Afafrenfere looked to the dwarf, then back at the camp, and reluctantly nodded.
They did convince Entreri to veer northeast around the base of the mountain to the Battlehammer tunnels.
But the five would leave Icewind Dale, crossing through the Spine of the World pass and coming once more to see the skyline of Luskan a tenday later, with no word of Drizzt Do’Urden.
He had melted into the night, and they knew no more.
The warmth of the blood … the stars reaching down … on his knees against Guenhwyvar … floating up to become one with the stars, with eternity, with all …
The disconnected thoughts pulsed through Drizzt’s consciousness.
Dahlia had slain him, because he wouldn’t so kill her … Entreri intercepting, saving him, but not quite, apparently …
How had he come to this place, Bruenor’s Climb, atop the thousand-foot peak of Kelvin’s Cairn? His broken leg hadn’t carried him here, could not have carried him here.
Why didn’t his leg hurt?
He was drifting away then, and hearing once more the song—the same song he had heard in the enchanted forest on the eastern bank of Lac Dinneshere. The song of Mielikki, he knew in his heart and soul.
The song to call him home.
And who might be there?
His vision blurred.
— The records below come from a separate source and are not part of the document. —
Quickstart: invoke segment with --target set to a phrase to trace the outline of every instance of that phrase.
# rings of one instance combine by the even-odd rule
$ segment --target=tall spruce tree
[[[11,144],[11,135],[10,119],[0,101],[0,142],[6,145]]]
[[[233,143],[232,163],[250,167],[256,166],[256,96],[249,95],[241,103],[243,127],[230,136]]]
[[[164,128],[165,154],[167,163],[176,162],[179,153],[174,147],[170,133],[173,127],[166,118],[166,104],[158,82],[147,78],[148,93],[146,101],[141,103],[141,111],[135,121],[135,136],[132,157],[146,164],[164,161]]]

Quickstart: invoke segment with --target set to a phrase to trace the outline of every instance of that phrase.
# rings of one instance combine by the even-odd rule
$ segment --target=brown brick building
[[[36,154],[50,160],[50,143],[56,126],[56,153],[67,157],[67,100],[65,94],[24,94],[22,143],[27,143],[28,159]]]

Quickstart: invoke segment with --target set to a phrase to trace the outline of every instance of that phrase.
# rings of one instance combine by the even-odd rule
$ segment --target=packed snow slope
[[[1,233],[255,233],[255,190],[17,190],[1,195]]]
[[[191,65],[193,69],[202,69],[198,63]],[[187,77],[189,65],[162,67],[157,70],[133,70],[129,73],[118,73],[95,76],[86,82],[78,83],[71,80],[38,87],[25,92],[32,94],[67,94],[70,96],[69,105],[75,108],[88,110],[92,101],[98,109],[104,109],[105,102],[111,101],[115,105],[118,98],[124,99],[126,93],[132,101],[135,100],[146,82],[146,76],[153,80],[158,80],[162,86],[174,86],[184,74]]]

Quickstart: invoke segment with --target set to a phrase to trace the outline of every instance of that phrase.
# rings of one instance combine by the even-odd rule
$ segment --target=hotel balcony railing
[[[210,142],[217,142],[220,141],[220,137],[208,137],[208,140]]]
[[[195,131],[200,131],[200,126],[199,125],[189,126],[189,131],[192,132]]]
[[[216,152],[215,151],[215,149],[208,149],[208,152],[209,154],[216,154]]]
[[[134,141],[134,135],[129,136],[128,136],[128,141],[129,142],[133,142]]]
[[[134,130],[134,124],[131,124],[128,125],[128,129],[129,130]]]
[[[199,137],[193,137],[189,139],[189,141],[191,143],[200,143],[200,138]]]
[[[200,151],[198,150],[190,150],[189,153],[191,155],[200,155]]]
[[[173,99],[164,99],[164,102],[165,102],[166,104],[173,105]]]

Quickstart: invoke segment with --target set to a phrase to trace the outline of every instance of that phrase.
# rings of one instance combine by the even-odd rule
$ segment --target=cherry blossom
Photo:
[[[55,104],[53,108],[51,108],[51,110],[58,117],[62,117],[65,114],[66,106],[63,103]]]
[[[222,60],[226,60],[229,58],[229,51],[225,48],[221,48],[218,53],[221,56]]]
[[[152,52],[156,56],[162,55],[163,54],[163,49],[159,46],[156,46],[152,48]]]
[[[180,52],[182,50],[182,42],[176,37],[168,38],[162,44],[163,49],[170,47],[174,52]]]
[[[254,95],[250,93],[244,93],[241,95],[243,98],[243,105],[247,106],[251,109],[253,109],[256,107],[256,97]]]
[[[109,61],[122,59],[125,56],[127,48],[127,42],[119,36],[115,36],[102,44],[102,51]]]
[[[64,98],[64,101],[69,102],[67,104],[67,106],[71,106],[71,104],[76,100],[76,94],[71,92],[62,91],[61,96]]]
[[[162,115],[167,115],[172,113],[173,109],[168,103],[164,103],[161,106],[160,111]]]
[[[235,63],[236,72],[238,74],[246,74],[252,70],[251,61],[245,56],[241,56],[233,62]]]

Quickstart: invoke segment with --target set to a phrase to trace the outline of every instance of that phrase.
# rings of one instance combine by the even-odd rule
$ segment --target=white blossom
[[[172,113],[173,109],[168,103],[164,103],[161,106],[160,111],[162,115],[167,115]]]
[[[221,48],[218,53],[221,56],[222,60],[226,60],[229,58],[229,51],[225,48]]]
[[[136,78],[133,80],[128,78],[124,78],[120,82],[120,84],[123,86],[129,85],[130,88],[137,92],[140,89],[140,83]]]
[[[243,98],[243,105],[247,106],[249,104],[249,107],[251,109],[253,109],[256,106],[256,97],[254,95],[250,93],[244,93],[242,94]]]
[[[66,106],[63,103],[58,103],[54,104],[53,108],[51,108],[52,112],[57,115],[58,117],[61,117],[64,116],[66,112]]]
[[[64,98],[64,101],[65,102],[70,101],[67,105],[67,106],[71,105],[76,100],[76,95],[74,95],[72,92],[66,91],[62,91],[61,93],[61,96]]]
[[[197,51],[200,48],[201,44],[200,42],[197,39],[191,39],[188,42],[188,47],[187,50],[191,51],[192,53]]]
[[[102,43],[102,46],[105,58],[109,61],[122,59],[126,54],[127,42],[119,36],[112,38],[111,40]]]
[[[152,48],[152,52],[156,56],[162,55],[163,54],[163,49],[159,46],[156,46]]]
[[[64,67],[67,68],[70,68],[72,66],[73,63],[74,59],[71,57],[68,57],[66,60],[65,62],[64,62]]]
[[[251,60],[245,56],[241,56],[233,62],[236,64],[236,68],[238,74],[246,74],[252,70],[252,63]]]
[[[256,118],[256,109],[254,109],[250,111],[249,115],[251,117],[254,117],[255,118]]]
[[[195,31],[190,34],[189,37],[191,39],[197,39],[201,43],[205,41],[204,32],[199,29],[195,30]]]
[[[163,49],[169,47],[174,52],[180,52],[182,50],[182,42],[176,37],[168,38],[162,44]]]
He put his head against Guenhwyvar’s muscled flank, feeling the warmth and strength of the dear panther.
“Don’t forget me,” he whispered.
He heard the song, and the low moan of the panther, and a voice … a voice from long ago, from another time and another life.
His vision crystallized around that sound, for one fleeting instant, and he saw her again, his beloved Catti-brie, and a flood of happiness washed through him.
For she was with the song, and the song beckoned him to join.
The strength left him.
Guenhwyvar cried out, long and low into the Icewind Dale night.
And Catti-brie was there beside him, hugging him and holding him, and he knew that it was all right to let go, to let himself fall, because Catti-brie would catch him.